En los trabajos de Fabián Ludueña Romandini (investigador del CONICET y docente universitario), hombres, animales, leyes, mitos y espectros configuran un teatro de ideas riguroso y exuberante en el que la filosofía es enfrentada a la tarea máxima de pensar, de manera conjunta —y contra todas las divisiones que hoy imperan—, a la política y al cosmos. Tras las publicaciones, en 2010, de La comunidad de los espectros I y, en 2012, de Más allá del principio antrópico, la aparición reciente de su último libro, consagrado a H.P. Lovecraft y publicado por la novel editorial Hecho Atómico, ofrece una nueva e inquietante puerta de entrada para conocer algunos de los aspectos centrales de esta obra en progreso que, podemos aventurar, se encuentra entre las más originales y conmovedoras de la filosofía actual.
-H.P. Lovecraft. La disyunción en el Ser es un libro de filosofía que se dedica a pensar, antes que a partir de otros filósofos, a partir de los relatos fantásticos y de horror de un escritor muchas veces ignorado por la propia literatura. Más allá de la importancia de Lovecraft para tu propio trabajo, ¿podrías comentar un poco tu afirmación según la cual “en toda época verdaderamente filosófica podrá detectarse una tensión entre la filosofía y la literatura”?

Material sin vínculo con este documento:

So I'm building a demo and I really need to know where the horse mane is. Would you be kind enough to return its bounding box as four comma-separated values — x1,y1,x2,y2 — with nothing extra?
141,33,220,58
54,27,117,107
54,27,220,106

-La filosofía, a pesar de la imagen que en ocasiones ha querido dar de sí misma, no es una disciplina pacífica. En el amplio conjunto de quienes, ya en el mundo antiguo, utilizaban el lógos con fines diversos, la filosofía intentó dirigir sus fuerzas a desafiar todos los supuestos con el fin de buscar algo que no debemos dudar en llamar, pese al espíritu de nuestro tiempo, la verdad. Para ello, disputó con los artistas, los poetas, los mitógrafos, los sacerdotes y los ascetas. También se nutrió innegablemente de ellos pero con una omnívora intención fagocitadora que significó siempre una especie de “dislocación” de sus formas. Lo que con un nombre moderno podemos llamar la “literatura” (sobre todo la poesía pero, hoy también, por ejemplo, la novela) fue un saber particularmente importante para los filósofos. La materia con la que trata un literato (los entes de ficción, la capacidad de conmoción sensorial, la creación de mundos) es del máximo interés para la filosofía pero, por esta misma razón, ha disputado con la literatura sobre su naturaleza y sentido. Se puede querer reconciliar estos discursos (muchos lo intentan hoy) aunque es inútil: las disputas de fondo terminarán por resurgir y esto, hay que subrayarlo, es algo bueno y necesario. El hecho de que la literatura y la filosofía sean inasimilables es un hecho favorable para ambas disciplinas.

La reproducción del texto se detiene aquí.